We can make an machine with a screen and bells and whistles and buttons and flashing lights since we have to be modern. Pick your candidate and push the voting button. Continue until you reach the end of the ballot.
The machine then prints out a piece of letter sized paper with neatly printed names and offices and a nice square check box with a nice clear printed “X” in the box that does not overflow the outline of the checkbox. You cannot vote for too many candidates for an office. There are no erasures, smudges, cross-outs.
You then read this over to make sure it is correct. Then you feed it into the vote counting machine in front of the polling station. When you do that a counter up on the wall increments by one. This way everybody in the room can see that a vote has been cast and we also know the maximum number of votes possible for any candidate at that polling station.
The vote counting machine has a clear bin so that when the polls open you can see that it is empty and it has an incrementing counter on it, starting at zero in the morning which increments plus one for each ballot. This checks the counter on the wall.

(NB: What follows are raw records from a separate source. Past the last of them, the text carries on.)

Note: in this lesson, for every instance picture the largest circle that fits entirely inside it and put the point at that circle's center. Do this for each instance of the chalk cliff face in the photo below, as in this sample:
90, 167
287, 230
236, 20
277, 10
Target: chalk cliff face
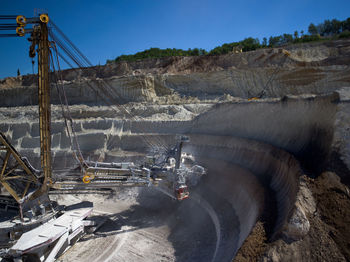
300, 123
306, 68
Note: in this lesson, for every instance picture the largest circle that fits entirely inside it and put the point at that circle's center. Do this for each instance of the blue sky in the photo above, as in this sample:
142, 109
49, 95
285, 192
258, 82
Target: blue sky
106, 29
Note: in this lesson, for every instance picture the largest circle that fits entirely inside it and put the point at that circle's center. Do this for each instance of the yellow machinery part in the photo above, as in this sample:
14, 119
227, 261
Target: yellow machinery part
86, 179
253, 98
44, 18
20, 31
21, 20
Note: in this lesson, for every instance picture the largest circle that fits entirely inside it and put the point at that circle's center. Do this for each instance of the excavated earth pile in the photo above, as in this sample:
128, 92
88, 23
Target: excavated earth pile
263, 157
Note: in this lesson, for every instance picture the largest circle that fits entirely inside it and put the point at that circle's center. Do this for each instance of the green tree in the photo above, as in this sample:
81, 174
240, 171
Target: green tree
312, 29
264, 43
296, 35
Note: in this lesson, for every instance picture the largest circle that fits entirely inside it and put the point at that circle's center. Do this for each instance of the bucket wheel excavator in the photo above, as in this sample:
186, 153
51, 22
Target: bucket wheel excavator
28, 188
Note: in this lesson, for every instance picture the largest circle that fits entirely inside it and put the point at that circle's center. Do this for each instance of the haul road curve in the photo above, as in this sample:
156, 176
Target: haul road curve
248, 162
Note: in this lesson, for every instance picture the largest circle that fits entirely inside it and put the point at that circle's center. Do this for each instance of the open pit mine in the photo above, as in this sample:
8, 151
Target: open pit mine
270, 129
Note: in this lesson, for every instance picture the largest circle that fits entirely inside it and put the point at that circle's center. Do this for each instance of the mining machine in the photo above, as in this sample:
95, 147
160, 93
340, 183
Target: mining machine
28, 188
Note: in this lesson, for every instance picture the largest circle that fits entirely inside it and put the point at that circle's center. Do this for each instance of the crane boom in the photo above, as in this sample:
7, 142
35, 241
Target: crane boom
44, 102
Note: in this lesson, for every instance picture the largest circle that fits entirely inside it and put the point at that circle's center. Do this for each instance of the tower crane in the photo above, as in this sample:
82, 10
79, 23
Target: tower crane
30, 187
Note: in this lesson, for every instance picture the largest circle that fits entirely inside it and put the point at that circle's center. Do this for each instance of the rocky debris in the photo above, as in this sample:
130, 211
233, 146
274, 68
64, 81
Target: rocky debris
298, 225
254, 246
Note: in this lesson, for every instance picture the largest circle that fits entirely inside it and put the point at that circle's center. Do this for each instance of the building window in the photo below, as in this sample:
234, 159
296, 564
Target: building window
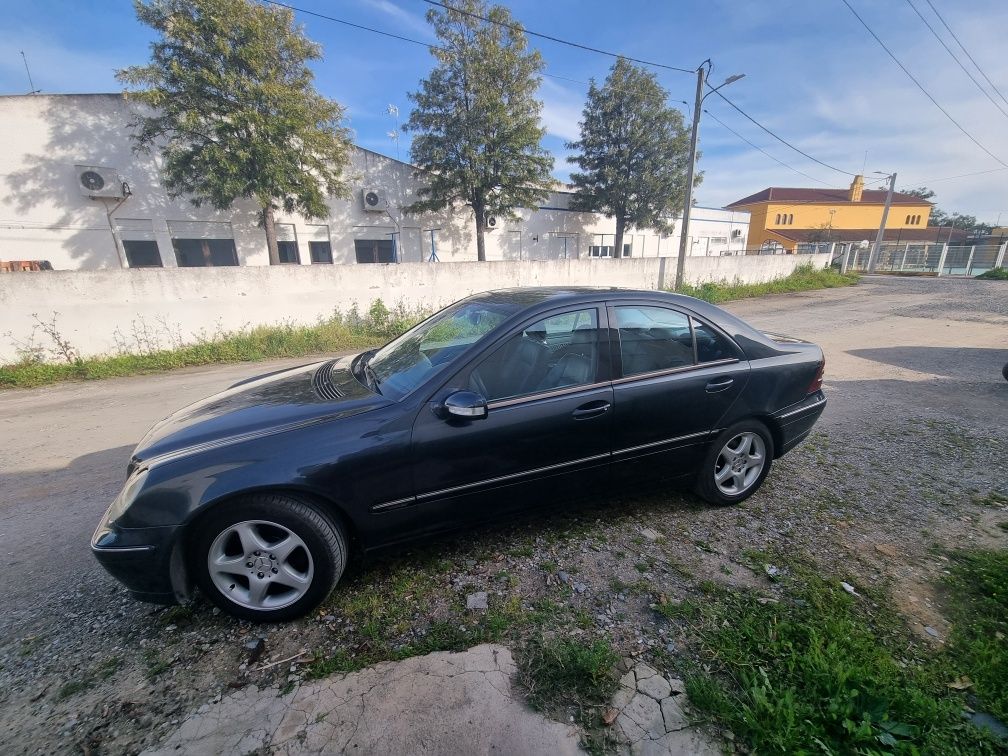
142, 254
322, 253
374, 250
286, 244
203, 244
205, 253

When the polls close the vote counter that you fed your ballot into can be read and the results immediately reported. The display on the machine could light up with candidate names and total votes. In case of a problem or controversy the paper ballots are there and can be hand counted or even run through a second counting machine to check.
No more ballots from rural counties suddenly showing up at the last moment to swing an election. No more poorly filled in ballots. No machines without a paper trail. No hanging chads. No bad ballots that would need to be thrown out. No hacking the machine’s software because the results are immediately checkable.